February 23, 2018

Silence, then …
observation.
Discreet, unannounced 

{Silence, that’s
durationless;
uninterpreted:
rejection or reserve;
departure or discipline?}

… Then, silence.*

8.00 am: A communion. 8.30 am: I began finalising the texts for the I. Nothing. Lack album before sending it off to my trusted ‘remote ear’ for a discerning appraisal and feedback. I’ll also need the go-ahead for publication from the Royal Commission on the Ancient and Historical Monuments of Wales, and to initiate further discussions with them about the future of sound/dementia studies. I would not have imagined, a year ago, my work having any relationship with medical science. This was never my ambition; I did not choose this path. It arose, rather, as the natural outcome of a way of thinking and acting. To my mind, this is when the dimension of so-called ‘public impact’ to research is authentic. Too often, the researcher strains to make the work relevant or possess an application that isn’t native to its nature.
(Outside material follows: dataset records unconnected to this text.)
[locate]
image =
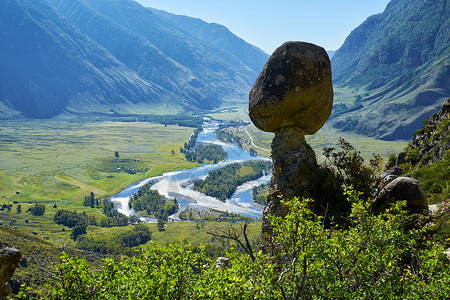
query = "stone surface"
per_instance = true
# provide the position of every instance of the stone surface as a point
(294, 172)
(402, 188)
(9, 259)
(294, 89)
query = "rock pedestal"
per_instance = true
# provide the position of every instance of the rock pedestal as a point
(402, 188)
(292, 97)
(294, 170)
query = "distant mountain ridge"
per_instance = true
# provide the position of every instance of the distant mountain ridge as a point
(92, 56)
(397, 67)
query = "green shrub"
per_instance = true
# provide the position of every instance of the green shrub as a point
(376, 257)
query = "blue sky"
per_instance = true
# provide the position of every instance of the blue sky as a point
(268, 24)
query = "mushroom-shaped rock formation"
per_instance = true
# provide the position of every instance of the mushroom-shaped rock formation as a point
(292, 97)
(402, 188)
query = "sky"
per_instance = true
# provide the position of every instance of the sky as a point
(268, 24)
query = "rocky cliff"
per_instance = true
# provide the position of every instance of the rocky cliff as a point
(430, 143)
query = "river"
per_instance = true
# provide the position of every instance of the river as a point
(178, 184)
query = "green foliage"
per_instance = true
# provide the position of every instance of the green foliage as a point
(226, 137)
(152, 203)
(260, 193)
(376, 257)
(193, 214)
(69, 218)
(78, 230)
(435, 178)
(202, 153)
(37, 210)
(222, 183)
(351, 171)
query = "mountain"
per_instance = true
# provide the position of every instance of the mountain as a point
(92, 56)
(219, 36)
(392, 72)
(47, 67)
(427, 156)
I believe in the notions of pure research and art for art’s sake. But I’m also increasingly convinced that art can, on occasion, have a ‘reach’ beyond both its intent and the narrow (in my case) bounds of its assumed audience. The general public are far more receptive to ‘difficult’ work than one might imagine. However, that receptivity needs to be acquired and tutored. The artist has a responsibility to ‘educate’ and grow an audience by initiating a conversation with them. The public aren’t stupid, for the most part. They’re just require an informed context, the tools to hear, an openness to new ideas and experiences, and patient trust.

9.00 am: A view into the studio, where I’ll be returning for the next few weeks:

11.30 am: Off, then, to the see the nurse and be unstitched:

I’ve moved to a village surgery. In contrast to my previous practice, the space is intimate, visually noisy, personable, humane, and technologically ‘lite’ (no screens, automated check-in, and terse robotic voice). The nurse tackled a knotty problem with finesse. There were few ‘ouches’ under the breath on my part. (I was a brave boy.):

1.45 pm: A enjoyed a hastily eaten beans on toast before climbing back onto the study chair. Now that the I. Nothing. Lack. was in the birth canal (as it were), I could return to ‘The Talking Bible’ project. ‘Now where was I?’

Having completed the digitisation of the vinyl set, I was ready to undertake a superimposition of all the individual files representing the sides of the vinyl discs. This may create an accumulated sound that is either deadpan and obvious or else almost mystical in the outcome. Before I began the process of mixing-down whole books of the Bible, I reviewed the tracks and works related to the album in general that I’d made to date. The experience of undertaking I. Nothing. Lack has helped to clarify aspects of my approach to this album of works. How often, for me, have the problems of one work been solved in terms of another.

7.30 pm: There’s no shortcut to mixdown on this scale. So, I set the process in motion for the remainder of the evening.